Question: FINDING SIMILARITIES BETWEEN TEXT FILES C++ This assignment is focused on building familiarity with streams, operator overloading, and data structures. There are some requirements to
FINDING SIMILARITIES BETWEEN TEXT FILES C++
This assignment is focused on building familiarity with streams, operator overloading, and data structures. There are some requirements to follow in terms of how the program is supposed to behave and a checklist of requirements, but most of the logic and how you organize your file(s) is up to you. In this assignment, you are to create a simple vocabulary comparison tool. The user will be prompted to list as many files as they like ( could be 2, 3, 4, 10, etc.), all separated by spaces. These files will then be compared against each other in the words used, neglecting multiplicity of each word. A rough procedure is below:
Every file should be compared against every other file exactly once. Keep in mind there can be an arbitrary number of files!
When two files are compared, all the words they had in common (intersection) should be documented; also, all words that were present in either file (union) should be documented. In documenting the union and intersection, the word frequency does not matter! A word appearing once or a hundred times between two files, for example, should only be documented once.
The words should be stored as all lowercase, so all uppercase letters should be made lowercase.
The words should be stored without any punctuation marks, which we will assume are among the list: . , ! ; ? : .
A similarity rating is defined by the percentage of overlap between the set of all words common to both files (intersection) and the set of all words, words appearing in either file (union).

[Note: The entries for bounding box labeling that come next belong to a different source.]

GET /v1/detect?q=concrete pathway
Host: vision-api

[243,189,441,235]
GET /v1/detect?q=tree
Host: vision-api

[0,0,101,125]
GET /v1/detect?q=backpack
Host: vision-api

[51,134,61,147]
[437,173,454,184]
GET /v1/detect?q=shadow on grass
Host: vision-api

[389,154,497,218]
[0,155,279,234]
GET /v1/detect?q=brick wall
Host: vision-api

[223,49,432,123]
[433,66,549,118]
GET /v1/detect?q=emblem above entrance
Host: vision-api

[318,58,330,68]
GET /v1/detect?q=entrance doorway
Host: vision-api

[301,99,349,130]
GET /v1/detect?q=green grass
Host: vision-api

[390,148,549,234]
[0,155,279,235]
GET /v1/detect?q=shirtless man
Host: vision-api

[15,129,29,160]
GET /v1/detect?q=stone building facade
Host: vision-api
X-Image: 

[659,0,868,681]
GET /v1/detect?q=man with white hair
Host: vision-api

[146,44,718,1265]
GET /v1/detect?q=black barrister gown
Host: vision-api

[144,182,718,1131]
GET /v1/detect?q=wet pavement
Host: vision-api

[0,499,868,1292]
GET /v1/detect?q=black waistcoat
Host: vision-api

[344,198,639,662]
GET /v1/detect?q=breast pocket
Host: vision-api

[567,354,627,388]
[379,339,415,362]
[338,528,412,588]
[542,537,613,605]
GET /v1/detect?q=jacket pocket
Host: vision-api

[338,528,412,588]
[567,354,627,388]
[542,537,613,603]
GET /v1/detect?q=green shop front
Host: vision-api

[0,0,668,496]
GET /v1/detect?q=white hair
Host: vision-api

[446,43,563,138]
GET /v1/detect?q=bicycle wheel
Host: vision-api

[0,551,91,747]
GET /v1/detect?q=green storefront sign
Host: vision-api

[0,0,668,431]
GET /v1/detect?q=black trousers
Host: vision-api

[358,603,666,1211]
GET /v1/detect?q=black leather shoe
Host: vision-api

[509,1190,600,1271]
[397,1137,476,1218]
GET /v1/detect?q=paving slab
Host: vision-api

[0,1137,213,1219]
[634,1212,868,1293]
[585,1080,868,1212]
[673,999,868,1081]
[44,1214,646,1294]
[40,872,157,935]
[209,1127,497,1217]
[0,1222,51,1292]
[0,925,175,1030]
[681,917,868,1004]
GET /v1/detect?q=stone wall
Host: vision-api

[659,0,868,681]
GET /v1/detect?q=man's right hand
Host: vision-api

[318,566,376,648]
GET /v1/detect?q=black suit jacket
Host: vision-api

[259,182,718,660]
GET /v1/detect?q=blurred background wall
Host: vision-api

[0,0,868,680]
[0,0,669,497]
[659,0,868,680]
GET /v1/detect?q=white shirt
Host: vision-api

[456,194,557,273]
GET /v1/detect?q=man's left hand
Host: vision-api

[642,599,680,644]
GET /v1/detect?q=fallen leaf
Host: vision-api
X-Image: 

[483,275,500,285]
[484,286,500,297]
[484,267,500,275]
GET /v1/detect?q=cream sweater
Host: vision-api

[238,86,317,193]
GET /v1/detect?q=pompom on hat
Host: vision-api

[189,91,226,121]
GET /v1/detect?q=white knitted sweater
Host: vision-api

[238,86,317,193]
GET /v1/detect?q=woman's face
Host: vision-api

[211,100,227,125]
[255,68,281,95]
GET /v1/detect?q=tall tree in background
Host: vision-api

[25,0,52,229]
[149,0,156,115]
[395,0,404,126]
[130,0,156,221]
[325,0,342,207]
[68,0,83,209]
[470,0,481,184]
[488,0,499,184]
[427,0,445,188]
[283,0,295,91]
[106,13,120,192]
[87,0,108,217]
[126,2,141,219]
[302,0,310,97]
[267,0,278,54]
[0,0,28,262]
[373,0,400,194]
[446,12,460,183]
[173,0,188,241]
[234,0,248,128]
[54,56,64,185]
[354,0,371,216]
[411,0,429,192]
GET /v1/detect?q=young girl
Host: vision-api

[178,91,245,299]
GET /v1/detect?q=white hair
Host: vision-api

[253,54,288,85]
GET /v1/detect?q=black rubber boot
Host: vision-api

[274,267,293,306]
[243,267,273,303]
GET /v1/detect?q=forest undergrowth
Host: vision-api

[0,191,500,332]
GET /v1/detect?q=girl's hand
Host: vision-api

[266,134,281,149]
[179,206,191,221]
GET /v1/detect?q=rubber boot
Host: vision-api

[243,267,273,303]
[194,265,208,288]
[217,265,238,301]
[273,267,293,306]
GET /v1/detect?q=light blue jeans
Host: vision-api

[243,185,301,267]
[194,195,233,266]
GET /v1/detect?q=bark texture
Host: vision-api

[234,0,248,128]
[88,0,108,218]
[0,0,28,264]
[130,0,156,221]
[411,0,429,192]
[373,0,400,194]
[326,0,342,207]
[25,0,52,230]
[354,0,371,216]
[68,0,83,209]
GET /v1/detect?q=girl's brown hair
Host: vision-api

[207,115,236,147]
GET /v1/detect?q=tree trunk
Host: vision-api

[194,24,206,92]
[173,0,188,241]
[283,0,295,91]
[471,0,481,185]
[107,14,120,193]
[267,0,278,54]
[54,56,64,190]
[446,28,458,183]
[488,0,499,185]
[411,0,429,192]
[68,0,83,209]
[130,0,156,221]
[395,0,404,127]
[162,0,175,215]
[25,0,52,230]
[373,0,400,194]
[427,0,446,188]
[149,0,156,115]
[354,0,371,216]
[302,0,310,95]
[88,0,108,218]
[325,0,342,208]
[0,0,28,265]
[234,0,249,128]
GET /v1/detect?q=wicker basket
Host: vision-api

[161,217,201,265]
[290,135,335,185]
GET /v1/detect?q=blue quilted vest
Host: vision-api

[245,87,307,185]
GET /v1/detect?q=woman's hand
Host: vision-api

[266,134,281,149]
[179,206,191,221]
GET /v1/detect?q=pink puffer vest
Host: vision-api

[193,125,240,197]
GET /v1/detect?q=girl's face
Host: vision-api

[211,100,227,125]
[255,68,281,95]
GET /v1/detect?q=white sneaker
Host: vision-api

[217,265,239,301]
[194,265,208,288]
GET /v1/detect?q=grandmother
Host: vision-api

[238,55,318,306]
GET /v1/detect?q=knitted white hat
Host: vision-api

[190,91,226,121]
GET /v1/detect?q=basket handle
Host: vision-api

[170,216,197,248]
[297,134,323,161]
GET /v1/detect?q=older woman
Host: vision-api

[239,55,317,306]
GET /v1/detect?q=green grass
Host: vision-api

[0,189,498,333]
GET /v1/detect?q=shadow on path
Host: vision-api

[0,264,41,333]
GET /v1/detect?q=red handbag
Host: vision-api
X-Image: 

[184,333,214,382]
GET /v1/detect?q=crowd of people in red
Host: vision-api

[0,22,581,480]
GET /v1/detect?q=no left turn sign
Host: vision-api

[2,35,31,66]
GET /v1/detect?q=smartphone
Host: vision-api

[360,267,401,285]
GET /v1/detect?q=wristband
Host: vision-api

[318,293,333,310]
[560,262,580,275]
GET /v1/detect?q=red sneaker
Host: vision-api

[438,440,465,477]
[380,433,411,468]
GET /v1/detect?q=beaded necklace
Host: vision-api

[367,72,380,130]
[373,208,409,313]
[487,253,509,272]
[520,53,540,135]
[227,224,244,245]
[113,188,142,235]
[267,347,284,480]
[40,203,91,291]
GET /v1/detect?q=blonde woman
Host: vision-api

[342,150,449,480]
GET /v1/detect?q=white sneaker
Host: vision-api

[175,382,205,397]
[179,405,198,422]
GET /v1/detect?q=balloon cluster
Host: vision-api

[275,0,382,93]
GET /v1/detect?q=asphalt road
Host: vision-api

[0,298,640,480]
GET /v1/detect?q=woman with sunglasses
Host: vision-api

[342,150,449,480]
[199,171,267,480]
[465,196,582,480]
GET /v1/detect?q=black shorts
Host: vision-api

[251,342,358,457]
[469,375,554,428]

For each pairwise comparison, a file should be created and saved with name [FileName] [OtherFileName] Sim Score [PERCENT].txt where [PERCENT] is the similarity score, rounded to the nearest integer, [FileName] is the name of one 1 file without any .s, and [OtherFileName] is the name of the other file without any .s.
Each saved file should be formatted as below:
Similarity Score: [SIMILARITY SCORE]
Union: [ALL WORDS BETWEEN TWO FILES LISTED ALPHABETICALLY WITH NUMBERS COMING FIRST, SEPARATED BY SPACES]
Intersection: [ALL WORDS THAT ARE COMMON BETWEEN THE TWO FILES LISTED ALPHABETICALLY, SEPARATED BY SPACES]
The requirements: 1. You must overload at least 1 operator, but you may overload more. Hint: if you do overload operator+, the return type need not be a reference.
2. You may use std::vector and std::string, but you must also use at least one other data structure, set.
3. You must assume the users files will be in the same folder as the .cpp or .exe file, and the files must be saved to the same folder.
4. You may assume the files will not use digits 0-9 nor will they use any punctuation not appearing in the list previously provided.
5. You may assume punctuation marks will only ever be found immediately preceding a word or immediately after a word, with no white space between the word and the punctuation.
6. The words listed in the files you produce must be listed alphabetically.
7. You must carefully document all functions that you write. As a simple example with only 2 files, consider:
File1.txt: Today is Thursday the first.
File2.txt: If today is Thursday, tomorrow is Friday!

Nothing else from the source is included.